This story was first published on 3 September, when Van Oord announced the conservation project at Luchterduinen. It was updated on 5 November, following installation of the first reef balls and cages.
Van Oord is carrying out a project to restore natural underwater features around developer Eneco’s 129MW Luchterduinen wind farm off the coast of South Holland along with conservationists Natuur & Milieu.
Their "Rich North Sea" programme will involve placing various types of artificial reefs between 43 Vestas V112-3MW turbines in an effort to attract species such as crabs, fish and seals.
They hope to learn more about the optimum underwater conditions to encourage wildlife to thrive and how this can be applied at future wind farms.
Specifically, the partners hope to find out whether the oysters grow and reproduce sufficiently, and if their larvae establish themselves in the vicinity and form a reef.
The pilot project at the Luchterduinen wind farm will run until 2022 and will be tracked in a scientific research and monitoring programme in collaboration with Waardenburg consultants and Wageningen University and Research Centre.

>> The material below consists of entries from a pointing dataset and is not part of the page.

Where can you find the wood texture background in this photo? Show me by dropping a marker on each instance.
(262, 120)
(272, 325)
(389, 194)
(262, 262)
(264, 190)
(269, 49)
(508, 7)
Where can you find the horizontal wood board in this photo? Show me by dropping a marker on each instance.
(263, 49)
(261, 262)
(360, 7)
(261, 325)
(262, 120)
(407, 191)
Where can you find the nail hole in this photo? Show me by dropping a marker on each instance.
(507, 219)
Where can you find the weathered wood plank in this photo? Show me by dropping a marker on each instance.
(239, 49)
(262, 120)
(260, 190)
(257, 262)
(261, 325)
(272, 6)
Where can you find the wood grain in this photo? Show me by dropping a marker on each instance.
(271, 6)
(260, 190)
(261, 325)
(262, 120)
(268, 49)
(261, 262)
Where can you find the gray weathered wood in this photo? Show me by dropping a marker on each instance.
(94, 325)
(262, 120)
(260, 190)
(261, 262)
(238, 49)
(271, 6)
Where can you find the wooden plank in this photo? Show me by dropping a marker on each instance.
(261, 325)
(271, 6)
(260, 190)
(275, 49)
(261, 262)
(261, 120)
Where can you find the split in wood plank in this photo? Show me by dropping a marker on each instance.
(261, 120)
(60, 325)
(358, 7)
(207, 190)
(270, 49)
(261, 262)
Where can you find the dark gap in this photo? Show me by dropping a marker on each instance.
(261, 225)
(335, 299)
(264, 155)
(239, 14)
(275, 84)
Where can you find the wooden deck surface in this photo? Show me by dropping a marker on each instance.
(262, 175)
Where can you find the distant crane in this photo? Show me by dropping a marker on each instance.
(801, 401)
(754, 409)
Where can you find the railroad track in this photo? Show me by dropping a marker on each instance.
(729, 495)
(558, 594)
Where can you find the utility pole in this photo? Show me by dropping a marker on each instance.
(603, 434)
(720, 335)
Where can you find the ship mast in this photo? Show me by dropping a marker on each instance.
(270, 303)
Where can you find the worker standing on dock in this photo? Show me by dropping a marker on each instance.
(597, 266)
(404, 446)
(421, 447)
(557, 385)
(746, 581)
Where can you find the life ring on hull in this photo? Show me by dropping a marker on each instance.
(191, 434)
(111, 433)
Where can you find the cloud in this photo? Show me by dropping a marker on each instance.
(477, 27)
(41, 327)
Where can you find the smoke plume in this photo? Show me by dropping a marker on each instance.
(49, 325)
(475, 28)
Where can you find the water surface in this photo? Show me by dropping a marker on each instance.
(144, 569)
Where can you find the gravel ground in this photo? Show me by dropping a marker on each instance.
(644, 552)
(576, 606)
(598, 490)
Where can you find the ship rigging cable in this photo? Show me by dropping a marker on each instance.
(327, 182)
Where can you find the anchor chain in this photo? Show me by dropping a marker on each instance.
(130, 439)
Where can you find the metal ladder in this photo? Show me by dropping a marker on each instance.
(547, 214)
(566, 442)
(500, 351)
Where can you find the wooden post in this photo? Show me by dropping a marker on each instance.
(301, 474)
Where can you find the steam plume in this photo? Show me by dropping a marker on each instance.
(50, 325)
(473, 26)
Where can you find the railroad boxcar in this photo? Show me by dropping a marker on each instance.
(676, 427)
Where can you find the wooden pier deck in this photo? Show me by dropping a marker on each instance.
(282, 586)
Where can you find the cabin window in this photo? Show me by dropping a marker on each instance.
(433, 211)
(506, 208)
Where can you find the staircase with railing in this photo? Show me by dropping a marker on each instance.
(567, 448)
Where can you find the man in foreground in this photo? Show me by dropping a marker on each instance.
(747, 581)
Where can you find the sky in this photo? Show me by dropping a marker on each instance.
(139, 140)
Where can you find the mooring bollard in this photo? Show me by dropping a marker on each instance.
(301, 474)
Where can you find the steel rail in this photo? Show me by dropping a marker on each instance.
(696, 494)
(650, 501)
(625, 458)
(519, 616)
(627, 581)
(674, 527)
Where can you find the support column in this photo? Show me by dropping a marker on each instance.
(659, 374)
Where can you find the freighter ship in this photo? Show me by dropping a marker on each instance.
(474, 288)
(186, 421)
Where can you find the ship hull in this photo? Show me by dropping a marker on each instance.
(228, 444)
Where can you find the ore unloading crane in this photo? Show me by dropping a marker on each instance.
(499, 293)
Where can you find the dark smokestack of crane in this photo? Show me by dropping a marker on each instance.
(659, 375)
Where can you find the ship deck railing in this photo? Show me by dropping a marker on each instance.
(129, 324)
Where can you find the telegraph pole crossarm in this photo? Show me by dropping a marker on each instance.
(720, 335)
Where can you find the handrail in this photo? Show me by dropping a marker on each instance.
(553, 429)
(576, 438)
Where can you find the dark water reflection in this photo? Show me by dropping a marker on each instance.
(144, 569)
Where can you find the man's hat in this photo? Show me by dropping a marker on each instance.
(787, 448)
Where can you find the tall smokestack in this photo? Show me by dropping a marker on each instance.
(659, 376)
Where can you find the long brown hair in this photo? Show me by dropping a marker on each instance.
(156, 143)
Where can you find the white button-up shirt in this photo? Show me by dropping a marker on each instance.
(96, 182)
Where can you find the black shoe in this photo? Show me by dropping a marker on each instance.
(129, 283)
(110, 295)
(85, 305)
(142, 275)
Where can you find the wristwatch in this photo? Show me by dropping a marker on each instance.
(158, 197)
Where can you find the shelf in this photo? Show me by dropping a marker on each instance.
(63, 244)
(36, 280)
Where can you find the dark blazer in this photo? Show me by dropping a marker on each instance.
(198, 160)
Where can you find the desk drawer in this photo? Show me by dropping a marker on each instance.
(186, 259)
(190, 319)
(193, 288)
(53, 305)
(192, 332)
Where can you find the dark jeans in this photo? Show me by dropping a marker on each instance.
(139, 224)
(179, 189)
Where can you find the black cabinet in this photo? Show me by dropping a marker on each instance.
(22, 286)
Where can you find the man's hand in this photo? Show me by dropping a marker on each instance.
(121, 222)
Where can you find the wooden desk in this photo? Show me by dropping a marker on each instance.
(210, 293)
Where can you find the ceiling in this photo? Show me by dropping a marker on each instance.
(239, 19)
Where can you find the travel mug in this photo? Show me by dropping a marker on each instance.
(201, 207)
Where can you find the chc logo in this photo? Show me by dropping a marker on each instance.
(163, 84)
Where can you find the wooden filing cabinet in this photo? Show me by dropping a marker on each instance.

Van Oord dispatched its installation vessel Ham 602 to take the reef structures from the port of Ijmuiden, north-east of Amsterdam, and placed them at the Luchterduinen wind farm in 20 metre water depths.
These will produce larvae that help to create a full-scale reef attracting other species.
Reefs filter water, attract wildlife and provide a source of food, the offshore contractor explained.
However, human intervention and diseases have led to a near complete disappearance of natural reefs in the North Sea.
Van Oord added that wind farms provide an "ideal location" for the project as use of trawl nets are prohibited in their immediate vicinity and marine life can also attach to turbine towers.
The offshore contractor is also leading a consortium preparing to plant oyster beds around two 9.5MW turbines at the Borssele V demonstration site, creating reef systems that prevent erosion of the sea floor and enable the "diversification of the North Sea".
Borssele V, which will also be situated off the coast of the Netherlands, is due to be operational in 2021.